Lanthanum Enhances Biomass and Bioactive Metabolite Production in Glycyrrhiza uralensis via Coordinated Gene Regulation

Yuanyang Shao¹Yushi Wang¹Yunhao Zhu²Lei Wang³Yashun Wang¹Xingyu Guo¹Enai Zhai¹Huiqin Zou¹Yonghong Yan^1*

• ¹Beijing University of Chinese Medicine, Beijing, China
• ²Henan University of Chinese Medicine, Zhengzhou, China
• ³Henan Luoyang Orthopedic Hospital, Luoyang, China

Glycyrrhizic acid, liquiritin, and liquiritigenin are key secondary metabolites in Glycyrrhiza uralensis Fisch with significant pharmacological value, yet their relatively low content poses a challenge. To enhance their production, this study investigated the promotive effect and mechanism of the rare earth element lanthanum (La). The impact of La treatment on Glycyrrhiza uralensis was systematically evaluated by measuring biomass parameters (plant height, root fresh weight, root dry weight), metabolite content (UPLC-MS/MS), and the expression levels of key biosynthetic genes (transcriptomics).

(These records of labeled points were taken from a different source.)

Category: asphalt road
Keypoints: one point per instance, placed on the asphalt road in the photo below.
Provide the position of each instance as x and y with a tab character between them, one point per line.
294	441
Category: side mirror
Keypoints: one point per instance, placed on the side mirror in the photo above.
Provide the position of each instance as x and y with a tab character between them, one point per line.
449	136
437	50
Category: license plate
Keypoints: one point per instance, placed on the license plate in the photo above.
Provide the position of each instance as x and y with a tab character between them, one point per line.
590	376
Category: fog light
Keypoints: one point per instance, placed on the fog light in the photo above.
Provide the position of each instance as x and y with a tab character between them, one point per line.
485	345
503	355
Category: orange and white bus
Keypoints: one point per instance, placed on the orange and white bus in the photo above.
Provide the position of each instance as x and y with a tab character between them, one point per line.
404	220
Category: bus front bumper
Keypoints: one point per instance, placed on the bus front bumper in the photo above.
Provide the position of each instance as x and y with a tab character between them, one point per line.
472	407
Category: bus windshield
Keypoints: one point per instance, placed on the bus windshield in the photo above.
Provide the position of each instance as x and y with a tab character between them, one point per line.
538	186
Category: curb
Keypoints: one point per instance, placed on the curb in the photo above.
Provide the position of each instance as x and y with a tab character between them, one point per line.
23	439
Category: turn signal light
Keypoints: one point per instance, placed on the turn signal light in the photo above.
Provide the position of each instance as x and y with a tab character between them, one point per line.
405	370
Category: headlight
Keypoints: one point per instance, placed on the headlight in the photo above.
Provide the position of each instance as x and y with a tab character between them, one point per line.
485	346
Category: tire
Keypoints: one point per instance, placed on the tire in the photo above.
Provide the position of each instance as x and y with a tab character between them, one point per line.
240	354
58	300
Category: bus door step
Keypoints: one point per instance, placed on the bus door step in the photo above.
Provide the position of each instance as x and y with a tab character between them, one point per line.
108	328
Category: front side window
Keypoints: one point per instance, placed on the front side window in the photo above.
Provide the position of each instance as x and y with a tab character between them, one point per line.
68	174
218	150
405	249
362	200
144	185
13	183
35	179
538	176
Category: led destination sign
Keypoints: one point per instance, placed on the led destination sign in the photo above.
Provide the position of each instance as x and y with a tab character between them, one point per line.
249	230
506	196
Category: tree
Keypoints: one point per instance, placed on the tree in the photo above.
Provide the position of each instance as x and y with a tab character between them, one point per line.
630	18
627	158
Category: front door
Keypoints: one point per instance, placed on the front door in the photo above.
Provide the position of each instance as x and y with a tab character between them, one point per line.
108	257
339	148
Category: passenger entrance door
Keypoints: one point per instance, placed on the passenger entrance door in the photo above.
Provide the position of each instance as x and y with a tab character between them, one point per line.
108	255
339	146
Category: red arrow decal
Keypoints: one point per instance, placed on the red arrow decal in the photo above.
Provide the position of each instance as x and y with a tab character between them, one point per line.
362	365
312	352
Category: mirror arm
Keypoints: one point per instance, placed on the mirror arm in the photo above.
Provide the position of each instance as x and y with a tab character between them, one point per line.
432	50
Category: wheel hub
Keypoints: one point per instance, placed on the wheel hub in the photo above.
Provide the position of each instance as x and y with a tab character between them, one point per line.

Results showed that La treatment significantly promoted plant growth (increased biomass parameters) and enhanced the accumulation of secondary metabolites (glycyrrhizic acid, liquiritin, liquiritigenin). Concurrently, La markedly upregulated the expression of key genes in the glycyrrhizic acid pathway (SQE, CYP88D6) and the liquiritin/liquiritigenin pathway (PAL, C4H, CHS, 4CL). Significant positive correlations were observed among La-induced biomass increase, metabolite enhancement, and upregulation of these key genes. Mechanistically, La exerts a dual regulatory effect: it increases the biomass accumulation of precursors for metabolite synthesis while simultaneously upregulating the expression of key rate-limiting enzyme genes (SQE, CYP88D6, PAL, C4H, CHS, 4CL) in the biosynthetic pathways, ultimately synergistically promoting the accumulation of glycyrrhizic acid, liquiritin, and liquiritigenin. This study elucidates the mechanism by which La enhances the accumulation of major secondary metabolites in Glycyrrhiza uralensis, providing a novel strategy for utilizing rare earth elements to boost the yield of bioactive compounds in medicinal plants.